There is only one bank there at Oghere. First Bank Nigeria Plc. The bank is usually found where many others would not go. It is clear that it is not out of business sense, but out of caring. None of the other banks currently competing with the bank for prominence are found in commercially unviable places. First Bank usually would have been there, sensitizing the people, creating the banking culture, building their businesses and their lives. Then, when the foundation has been laid, the others unashamedly, with funfare come in to cash-in on the labours of First Bank Nigeria plc. Suddenly, they would have a solution to the peoples' needs which they would bandy about that the bank does not have. And in the heat of the onslaught of their propaganda, the people would forget their first love. The bank which stood by them through rain and sun, the bank who placed them on the map!

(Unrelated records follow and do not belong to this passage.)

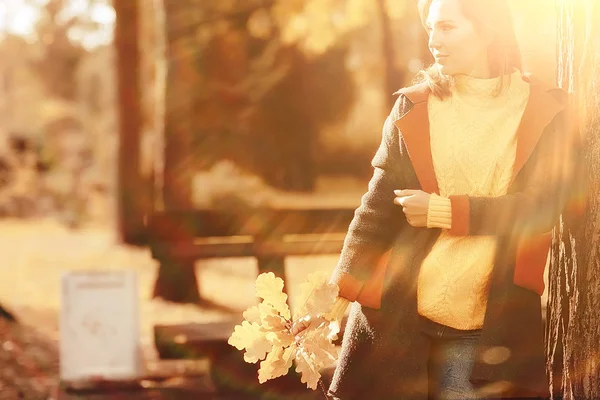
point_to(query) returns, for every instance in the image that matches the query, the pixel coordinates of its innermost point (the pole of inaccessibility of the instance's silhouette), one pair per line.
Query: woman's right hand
(306, 322)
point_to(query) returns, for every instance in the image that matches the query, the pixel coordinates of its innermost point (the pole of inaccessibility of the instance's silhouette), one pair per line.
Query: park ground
(35, 254)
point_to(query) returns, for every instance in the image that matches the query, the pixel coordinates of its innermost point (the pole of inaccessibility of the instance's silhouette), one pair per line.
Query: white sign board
(99, 326)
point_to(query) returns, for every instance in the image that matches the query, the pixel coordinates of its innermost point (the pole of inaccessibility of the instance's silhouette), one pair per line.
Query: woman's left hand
(415, 204)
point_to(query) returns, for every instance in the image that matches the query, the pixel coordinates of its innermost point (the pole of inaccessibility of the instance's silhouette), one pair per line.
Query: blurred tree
(60, 55)
(269, 75)
(574, 274)
(254, 81)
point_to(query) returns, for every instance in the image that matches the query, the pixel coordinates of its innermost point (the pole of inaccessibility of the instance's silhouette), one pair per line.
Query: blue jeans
(450, 361)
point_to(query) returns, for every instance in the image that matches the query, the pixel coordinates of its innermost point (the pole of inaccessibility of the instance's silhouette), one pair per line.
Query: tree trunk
(573, 332)
(132, 192)
(176, 280)
(394, 76)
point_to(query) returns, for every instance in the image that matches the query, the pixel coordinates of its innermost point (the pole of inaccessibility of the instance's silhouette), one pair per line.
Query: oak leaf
(252, 338)
(317, 296)
(277, 363)
(270, 289)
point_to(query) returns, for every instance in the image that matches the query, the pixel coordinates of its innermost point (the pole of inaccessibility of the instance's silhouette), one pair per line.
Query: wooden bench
(178, 239)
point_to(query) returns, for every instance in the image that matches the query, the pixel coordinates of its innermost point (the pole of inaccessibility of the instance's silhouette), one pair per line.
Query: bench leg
(177, 282)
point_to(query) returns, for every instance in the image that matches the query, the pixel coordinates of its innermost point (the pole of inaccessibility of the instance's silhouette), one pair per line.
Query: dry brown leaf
(277, 363)
(270, 289)
(317, 296)
(306, 367)
(252, 338)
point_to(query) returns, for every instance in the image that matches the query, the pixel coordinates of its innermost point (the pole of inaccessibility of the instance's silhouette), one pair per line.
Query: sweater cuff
(338, 310)
(439, 213)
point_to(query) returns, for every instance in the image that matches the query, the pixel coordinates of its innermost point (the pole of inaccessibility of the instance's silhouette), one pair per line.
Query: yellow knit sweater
(473, 145)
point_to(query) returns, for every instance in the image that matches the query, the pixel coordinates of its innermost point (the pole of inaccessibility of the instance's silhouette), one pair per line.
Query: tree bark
(394, 76)
(132, 192)
(176, 280)
(573, 312)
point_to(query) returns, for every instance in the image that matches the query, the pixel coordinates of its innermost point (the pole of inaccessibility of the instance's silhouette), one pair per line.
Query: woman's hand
(415, 204)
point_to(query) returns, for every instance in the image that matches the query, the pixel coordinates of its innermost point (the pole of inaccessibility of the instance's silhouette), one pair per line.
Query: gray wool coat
(384, 355)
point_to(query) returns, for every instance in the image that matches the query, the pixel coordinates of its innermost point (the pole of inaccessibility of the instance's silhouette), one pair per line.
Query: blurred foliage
(266, 76)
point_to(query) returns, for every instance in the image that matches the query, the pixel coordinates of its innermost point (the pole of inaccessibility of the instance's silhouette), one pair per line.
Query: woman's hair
(503, 52)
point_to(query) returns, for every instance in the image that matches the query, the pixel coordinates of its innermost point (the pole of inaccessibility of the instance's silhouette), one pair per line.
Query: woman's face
(453, 41)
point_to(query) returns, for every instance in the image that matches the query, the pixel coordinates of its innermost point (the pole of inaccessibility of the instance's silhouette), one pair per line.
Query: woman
(444, 259)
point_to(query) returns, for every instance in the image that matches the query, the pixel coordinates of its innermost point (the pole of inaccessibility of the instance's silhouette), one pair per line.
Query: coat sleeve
(534, 209)
(377, 220)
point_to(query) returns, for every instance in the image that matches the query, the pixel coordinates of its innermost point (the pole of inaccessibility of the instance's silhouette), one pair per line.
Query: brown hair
(503, 52)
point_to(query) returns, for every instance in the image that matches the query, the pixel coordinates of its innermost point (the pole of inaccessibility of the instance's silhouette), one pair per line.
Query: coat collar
(540, 110)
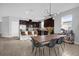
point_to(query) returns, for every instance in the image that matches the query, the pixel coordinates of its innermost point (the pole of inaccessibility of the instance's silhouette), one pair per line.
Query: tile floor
(13, 47)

This behaviour is un-african. Disloyalty, the forgetting of the good done us is a strange phenomenon in Africa. We used to always remember who our friends are. This un-african practice is even ruling the corporate landscape of Nigeria - the discrediting of pioneers and experience. It is like being unfaithful to the wife of one's youth. Such one will not prosper, the scriptures say. The philosophy now seems to be that the pioneers, the experienced, the old should pack-up and leave. This probably informs the un-ending attempts at branding and re-branding, trying to shake-off stereotyped images.
But you know, one is who one is. Anyone ashamed of his history is not fit to be. There is room enough for all in the world. The new should not run-aground the old because they are eager to make a good showing! I value my aged parents. I would not live to see them in a home for the old. It is not african. It is not human. We should remember that we are first and foremost human beings, not animals.